On the matter of race, the integration of football preceded that of other sports by decades. At the professional level, Charles W. Follis became the first African American player when he played for the Shelby (Ohio) Athletic Club in 1904. When representatives of 11 teams met in Canton, Ohio, in 1920 to form the American Professional Football Association, they chose a Native American, the incomparable Jim Thorpe, as league president. Two years later, the Oorang Indians, a team named for Oorang Dog Kennels in Marion, Ohio, joined the league, a team comprised entirely of Native Americans, including Thorpe.

African Americans had a tougher time. In 1916, Fritz Pollard, a running back, vanquished football powerhouses at Yale, Harvard, and Rutgers to lead Brown University to the Rose Bowl. In November 1919, Ralph “Fat” Waldsmith, owner and coach of the Akron Indians, asked Pollard to play a game against Massillon, the beginning of Pollard’s peripatetic career in what became the National Football League.

All told, 13 African Americans played in the NFL between 1920 and 1933. At the end of the 1933 season, however, NFL owners, including Tex Schramm, George Halas, Art Rooney, and Tim Mara, established a color line. Most evidence suggests that George Preston Marshall, owner of the Boston (later Washington) Redskins, insisted on the policy, but Pollard claimed that Halas “was the greatest foe of black football players.” The exclusion of Black players from the NFL persisted until after World War II. During the 1960s, however, coincident with the civil rights movement, the number of Black football players in the NFL began to increase dramatically; from 1960 to 1997, the percentage of African-American players on NFL rosters rose from 12% to 67%.

College football’s color line started to fade in the 1930s, beginning with a contest between New York University and the University of North Carolina in 1936 and a subsequent game between Duke and Syracuse two years later. Despite episodic advances in the desegregation of college football, however, Jim Crow maintained a tenacious hold in the South.

Greg Page arguably broke the color barrier in the Southeastern Conference when he walked onto the practice field for the University of Kentucky in 1967. That triumph was short lived. The entire defensive squad piled on Page during practice; he was paralyzed from the neck down and died 38 days later.

The last major holdout against racial integration in college football was the University of Alabama, under Paul “Bear” Bryant. His grudging decision to recruit Black players in 1971, however, led to a revitalization of his career and a record of 116-15-1 in the seventies.

Can football save America?
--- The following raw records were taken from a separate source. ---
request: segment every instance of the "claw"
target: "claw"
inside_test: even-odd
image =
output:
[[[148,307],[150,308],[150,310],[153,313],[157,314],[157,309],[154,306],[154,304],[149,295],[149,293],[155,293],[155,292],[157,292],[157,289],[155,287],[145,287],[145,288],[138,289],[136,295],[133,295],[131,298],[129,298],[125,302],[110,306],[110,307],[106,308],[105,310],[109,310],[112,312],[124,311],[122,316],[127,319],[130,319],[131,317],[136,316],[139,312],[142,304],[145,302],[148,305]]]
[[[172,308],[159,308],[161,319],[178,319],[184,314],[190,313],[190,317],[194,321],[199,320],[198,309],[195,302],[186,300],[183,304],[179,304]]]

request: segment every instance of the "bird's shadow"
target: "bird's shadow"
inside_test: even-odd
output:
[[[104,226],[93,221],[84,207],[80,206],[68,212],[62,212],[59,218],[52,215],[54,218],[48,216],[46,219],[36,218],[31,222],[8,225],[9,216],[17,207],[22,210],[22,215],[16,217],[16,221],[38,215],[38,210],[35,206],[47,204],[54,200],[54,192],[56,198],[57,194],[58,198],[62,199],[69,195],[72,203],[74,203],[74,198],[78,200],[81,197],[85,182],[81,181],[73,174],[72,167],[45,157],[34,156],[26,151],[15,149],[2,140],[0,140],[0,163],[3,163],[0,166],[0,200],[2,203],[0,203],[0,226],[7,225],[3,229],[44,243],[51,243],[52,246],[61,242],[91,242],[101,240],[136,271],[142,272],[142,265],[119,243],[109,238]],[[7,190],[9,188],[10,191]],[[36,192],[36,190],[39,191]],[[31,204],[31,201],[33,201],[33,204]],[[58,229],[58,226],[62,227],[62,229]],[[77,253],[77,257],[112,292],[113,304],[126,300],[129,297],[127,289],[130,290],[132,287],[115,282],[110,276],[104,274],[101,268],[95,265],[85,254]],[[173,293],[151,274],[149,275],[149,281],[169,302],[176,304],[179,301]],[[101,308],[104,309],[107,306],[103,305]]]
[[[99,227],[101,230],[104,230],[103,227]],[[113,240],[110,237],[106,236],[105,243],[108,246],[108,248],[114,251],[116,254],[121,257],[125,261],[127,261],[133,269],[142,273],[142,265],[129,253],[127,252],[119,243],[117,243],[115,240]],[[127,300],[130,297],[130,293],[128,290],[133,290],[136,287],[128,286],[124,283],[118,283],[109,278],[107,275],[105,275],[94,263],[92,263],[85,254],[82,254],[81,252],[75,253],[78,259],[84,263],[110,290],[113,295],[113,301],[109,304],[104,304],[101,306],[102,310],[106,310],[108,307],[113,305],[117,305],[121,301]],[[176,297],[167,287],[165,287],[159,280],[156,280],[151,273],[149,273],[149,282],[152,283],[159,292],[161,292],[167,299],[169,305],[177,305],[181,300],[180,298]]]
No, probably not, at least not on its own. Football’s record on race is hardly pristine, but at various moments in its history the game’s overlords have risen to their better selves. We may be living in such a moment now.

Under pressure from the NCAA, the Mississippi legislature voted to redesign its 126-year-old state flag. The NFL commissioner now says, “We, the National Football League, believe Black Lives Matter. I personally protest with you and want to be part of the much needed change in this country.” Colin Kaepernick deserves a tryout and a job.

Then maybe we can talk about the name of the NFL’s team in Washington, D.C.

(Randall Balmer, a professor at Dartmouth College, is writing a book about sports in North America.)